Santiago, a goldfish who was released into a freezing body of water last Autumn, has been found alive and well. At the end of September last year, Emily Monsell reported on the story of Santiago, the fairground goldfish who was won in a ridiculously easy card game and was then released into a residential pond for lack of another home.

Fears grew as an exceptionally cold winter gripped the Thames Valley and Santiago was not sighted. Residents began to give up hope. “I was certain he’d died the night he’d been released” said Lynne, sister of author Emily. “It was such a cold winter and, although I feel they did the right thing by giving him the chance at survival, no one really believed he had pulled through. Even if he’d survived the elements, there were herons and our cats – Oscar and Merlin – to contend with”.

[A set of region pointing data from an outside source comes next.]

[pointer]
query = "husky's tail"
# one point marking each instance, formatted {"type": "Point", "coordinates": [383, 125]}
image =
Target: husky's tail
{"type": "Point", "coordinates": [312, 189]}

Yet, against all odds, Mrs. Doris Monsell spotted him on Monday afternoon, swimming among the reeds in the centre of the pond. “I reckon he was about 10cm in length! I tried to call Emily, as she was the one who released him, but she was at work. When I called her sister she wouldn’t believe me at first. In fact, I had to look twice myself, because it was such remarkable tale!”

Reports have, indeed, confirmed that Sanitago is alive and well. He was last spotted 20 minutes ago, measuring approximately 6cm in length, with a healthy, golden glow.